Noninjection drug use also fosters the spread of infectious diseases. For example, smokers of crack cocaine, particularly women who exchange sex for drugs, are at high risk for infection with HIV, hepatitis, TB, and sexually transmitted diseases. In addition, it appears that many heroin users who begin by snorting that drug sooner or later progress to injection drug use with its attendant risks. Early data from a NIDA-supported study by scientists at National Development and Research Institutes, Inc., in New York City indicate that a substantial portion of heroin snorters become injectors, engage in a high level of risky drug-use and sexual behaviors, and begin to contract hepatitis C soon after they start injecting drugs. By also shedding light on the complex individual and social factors that contribute to transition from noninjection to injection drug use, this study will help us develop new approaches to forestall the progression to injection drug use and infectious disease. (See "Heroin Snorters Risk Transition to Injection Drug Use and Infectious Disease".)
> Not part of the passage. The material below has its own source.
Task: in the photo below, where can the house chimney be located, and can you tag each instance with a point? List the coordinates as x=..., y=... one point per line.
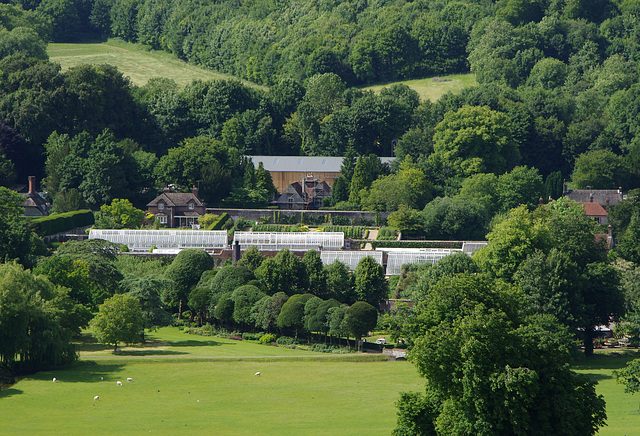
x=32, y=184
While we have made much progress in preventing and treating infectious diseases among drug abusers, the continued high prevalence of diseases such as HIV/AIDS and hepatitis in this population indicates that much remains to be done. Therefore, NIDA recently established the Center on AIDS and Other Medical Consequences of Drug Abuse. Headed by Dr. Henry Francis, the Center is coordinating a multidisciplinary program of research on the full spectrum of critical health issues associated with drug abuse. Components of the program include tracking the extent and progression of infectious diseases among drug users, assessing the effect of illicit drugs on the immune system, linking drug abuse treatment and medical care, and developing new educational and behavioral strategies for drug abusers who are not in treatment. Ultimately, the program will generate new strategies for reducing the spread of infectious diseases. (For additional information, see "New NIDA Center Will Address Health Issues Associated With Drug Abuse," NIDA NOTES, Volume 13, Number 5.)
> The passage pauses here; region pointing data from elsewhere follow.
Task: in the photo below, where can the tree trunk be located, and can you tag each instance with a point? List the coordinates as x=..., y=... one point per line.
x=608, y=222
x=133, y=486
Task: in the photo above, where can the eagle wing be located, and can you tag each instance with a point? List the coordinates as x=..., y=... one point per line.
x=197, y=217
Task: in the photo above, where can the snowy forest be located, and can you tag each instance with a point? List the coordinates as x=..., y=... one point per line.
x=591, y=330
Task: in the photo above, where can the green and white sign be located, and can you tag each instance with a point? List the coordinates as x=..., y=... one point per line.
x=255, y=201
Because drug abuse and infectious disease have implications for many areas of biomedical research, the Center also is fostering collaborative research efforts with other institutes of the National Institutes of Health (NIH), government agencies, and private sector groups. Currently, NIDA supports more than 10 interagency and interinstitute studies involving drug abuse and infectious disease.
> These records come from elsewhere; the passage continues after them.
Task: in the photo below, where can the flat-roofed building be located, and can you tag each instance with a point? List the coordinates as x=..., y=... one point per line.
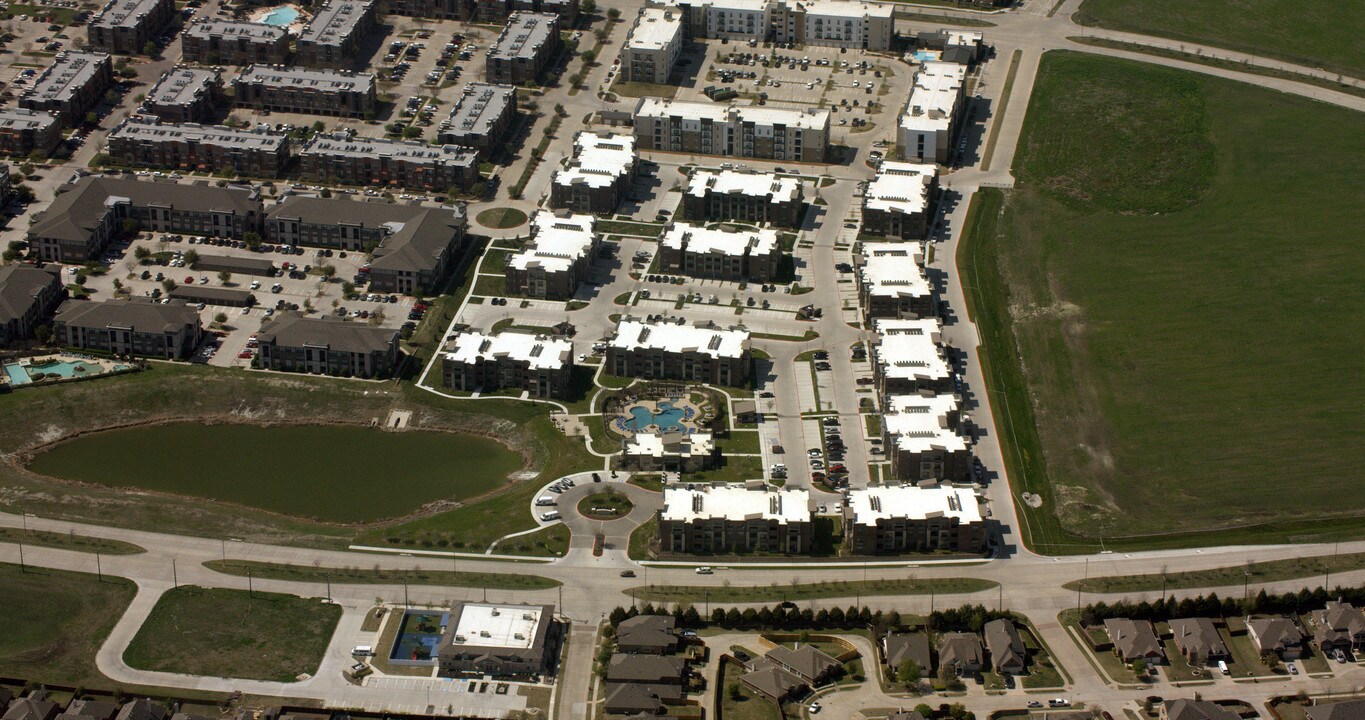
x=909, y=357
x=335, y=34
x=834, y=23
x=311, y=92
x=922, y=439
x=534, y=364
x=234, y=43
x=900, y=201
x=258, y=153
x=751, y=197
x=735, y=518
x=557, y=257
x=412, y=247
x=523, y=49
x=481, y=118
x=500, y=640
x=672, y=351
x=134, y=327
x=124, y=26
x=381, y=161
x=908, y=518
x=720, y=254
x=70, y=86
x=599, y=175
x=23, y=130
x=81, y=220
x=733, y=131
x=669, y=450
x=653, y=47
x=184, y=94
x=892, y=282
x=934, y=114
x=326, y=346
For example, the Women and Infants Transmission Study being conducted by NIDA, the National Institute of Allergy and Infectious Diseases, and the National Institute of Child Health and Human Development is investigating mother-to-infant transmission of HIV. NIDA also is participating in a new, congressionally mandated NIH research initiative that is responding to the health problems associated with hepatitis C. Approximately 4 million Americans are infected with this virus, which can cause chronic liver disease that results, in many cases, in death due to cirrhosis and liver cancer. NIDA-supported research will be critical to the success of the NIH initiative because of the major role injection drug use plays in the transmission of this insidious infection.
In the years ahead, drug abuse and infectious disease will continue to pose challenges to the Nation's health. NIDA's broad program of research on the medical consequences of drug abuse will continue to provide the scientific knowledge needed to overcome those challenges with multifaceted public health responses.